We are Sound Yeti, We make Kontakt plugins and sound design assets!

Talk soon! 

http://SoundYeti.com (SoundYeti.com)


----------



## Luke W (Oct 10, 2017)

Welcome SoundYeti! Good to see another member representing the 615.
FYI - I checked your website but couldn't get to Products>Collision FX. When I clicked on the large Collision FX logo, I see a flash of the product page, then it immediately goes back to the large Collision FX page I was previously on. I'm using Safari on El Capitan.


----------



## SoundYeti (Oct 10, 2017)

Luke W said:


> Welcome SoundYeti! Good to see another member representing the 615.
> FYI - I checked your website but couldn't get to Products>Collision FX. When I clicked on the large Collision FX logo, I see a flash of the product page, then it immediately goes back to the large Collision FX page I was previously on. I'm using Safari on El Capitan.



Thanks! I just addressed that on the site! 

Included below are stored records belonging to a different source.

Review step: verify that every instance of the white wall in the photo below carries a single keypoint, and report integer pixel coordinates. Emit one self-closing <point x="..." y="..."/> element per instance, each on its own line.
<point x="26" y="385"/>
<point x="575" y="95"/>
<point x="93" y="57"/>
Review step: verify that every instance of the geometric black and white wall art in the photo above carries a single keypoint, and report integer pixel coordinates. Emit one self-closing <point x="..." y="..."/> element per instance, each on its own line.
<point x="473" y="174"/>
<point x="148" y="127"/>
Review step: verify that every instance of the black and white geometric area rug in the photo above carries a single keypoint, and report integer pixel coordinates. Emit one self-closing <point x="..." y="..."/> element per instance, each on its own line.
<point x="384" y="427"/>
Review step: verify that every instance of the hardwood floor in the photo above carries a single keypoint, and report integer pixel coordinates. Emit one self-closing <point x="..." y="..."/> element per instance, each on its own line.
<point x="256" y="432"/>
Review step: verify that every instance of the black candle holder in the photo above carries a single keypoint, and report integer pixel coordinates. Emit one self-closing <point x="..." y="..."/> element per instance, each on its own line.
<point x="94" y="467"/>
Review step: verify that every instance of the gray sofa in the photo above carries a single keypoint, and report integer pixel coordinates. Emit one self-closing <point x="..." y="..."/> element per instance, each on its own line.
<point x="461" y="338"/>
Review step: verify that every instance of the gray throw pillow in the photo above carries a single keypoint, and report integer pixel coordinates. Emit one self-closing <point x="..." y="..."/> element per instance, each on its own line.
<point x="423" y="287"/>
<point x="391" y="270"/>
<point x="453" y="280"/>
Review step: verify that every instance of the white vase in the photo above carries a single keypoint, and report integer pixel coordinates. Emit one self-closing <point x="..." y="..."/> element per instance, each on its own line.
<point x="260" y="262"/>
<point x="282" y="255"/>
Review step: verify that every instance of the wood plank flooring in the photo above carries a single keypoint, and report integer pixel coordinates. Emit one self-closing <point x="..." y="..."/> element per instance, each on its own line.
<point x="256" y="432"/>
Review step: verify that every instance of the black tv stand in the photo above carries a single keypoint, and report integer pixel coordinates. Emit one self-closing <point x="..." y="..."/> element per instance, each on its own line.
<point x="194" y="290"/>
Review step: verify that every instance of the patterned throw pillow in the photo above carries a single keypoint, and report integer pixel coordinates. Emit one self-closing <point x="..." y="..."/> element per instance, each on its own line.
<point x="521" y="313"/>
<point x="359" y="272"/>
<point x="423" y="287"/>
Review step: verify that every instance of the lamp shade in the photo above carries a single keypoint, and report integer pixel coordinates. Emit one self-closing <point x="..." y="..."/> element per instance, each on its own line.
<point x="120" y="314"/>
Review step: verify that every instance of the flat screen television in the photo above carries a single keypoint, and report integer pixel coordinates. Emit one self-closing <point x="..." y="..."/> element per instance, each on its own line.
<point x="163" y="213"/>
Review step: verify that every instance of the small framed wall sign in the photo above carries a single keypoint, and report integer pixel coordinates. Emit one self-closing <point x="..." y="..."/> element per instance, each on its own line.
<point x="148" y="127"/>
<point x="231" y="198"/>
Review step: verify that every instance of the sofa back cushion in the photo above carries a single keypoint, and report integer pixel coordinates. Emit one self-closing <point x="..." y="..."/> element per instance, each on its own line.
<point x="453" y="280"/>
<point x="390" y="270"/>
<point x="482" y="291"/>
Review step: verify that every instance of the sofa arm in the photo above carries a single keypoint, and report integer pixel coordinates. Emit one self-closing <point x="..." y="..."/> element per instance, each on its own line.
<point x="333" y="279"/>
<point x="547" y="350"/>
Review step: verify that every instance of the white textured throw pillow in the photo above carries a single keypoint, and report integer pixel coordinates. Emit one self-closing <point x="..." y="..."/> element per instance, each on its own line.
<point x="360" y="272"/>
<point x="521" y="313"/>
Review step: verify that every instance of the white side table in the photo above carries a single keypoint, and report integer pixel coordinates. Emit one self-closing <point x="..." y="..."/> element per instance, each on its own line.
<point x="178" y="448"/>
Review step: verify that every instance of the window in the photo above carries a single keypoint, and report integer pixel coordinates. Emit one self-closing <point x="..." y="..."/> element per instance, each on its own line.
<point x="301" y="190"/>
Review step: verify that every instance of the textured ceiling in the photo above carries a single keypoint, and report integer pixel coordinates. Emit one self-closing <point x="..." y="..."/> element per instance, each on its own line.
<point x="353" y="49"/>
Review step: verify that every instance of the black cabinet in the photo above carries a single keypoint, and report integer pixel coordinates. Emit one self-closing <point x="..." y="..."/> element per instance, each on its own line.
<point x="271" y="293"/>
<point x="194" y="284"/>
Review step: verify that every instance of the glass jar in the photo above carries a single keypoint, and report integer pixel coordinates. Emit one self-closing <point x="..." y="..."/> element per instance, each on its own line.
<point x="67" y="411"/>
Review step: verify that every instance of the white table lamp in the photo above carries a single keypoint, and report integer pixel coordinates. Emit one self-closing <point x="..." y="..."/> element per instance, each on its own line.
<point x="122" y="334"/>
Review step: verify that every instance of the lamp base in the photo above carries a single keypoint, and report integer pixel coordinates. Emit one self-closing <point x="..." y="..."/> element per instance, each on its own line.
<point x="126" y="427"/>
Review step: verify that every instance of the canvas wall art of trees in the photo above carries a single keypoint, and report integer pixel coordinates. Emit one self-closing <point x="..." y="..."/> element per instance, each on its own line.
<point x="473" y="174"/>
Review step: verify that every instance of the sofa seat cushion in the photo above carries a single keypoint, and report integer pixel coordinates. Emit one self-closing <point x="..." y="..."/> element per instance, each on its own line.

615 always! What part are you in?


----------



## whinecellar (Oct 10, 2017)

Welcome to Music City, neighbor


----------



## Luke W (Oct 10, 2017)

SoundYeti said:


> Thanks! I just addressed that on the site!
> 
> 615 always! What part are you in?


Tried the site again - same issue on my end.
I'm in the Nipper's Corner area, next to Brentwood.


----------



## SoundYeti (Oct 10, 2017)

Luke W said:


> Tried the site again - same issue on my end.
> I'm in the Nipper's Corner area, next to Brentwood.


NOW... it's fixed! 



whinecellar said:


> Welcome to Music City, neighbor


Yes! I vote we all grab some Coffee!  I'm in Franklin!


----------



## whinecellar (Oct 10, 2017)

SoundYeti said:


> I vote we all grab some Coffee!  I'm in Franklin!



What brings you to town? You will love it - been here 22 years now and I still love coming home to it. South Franklin here


----------



## J-M (Oct 12, 2017)

Welcome to the forum!


----------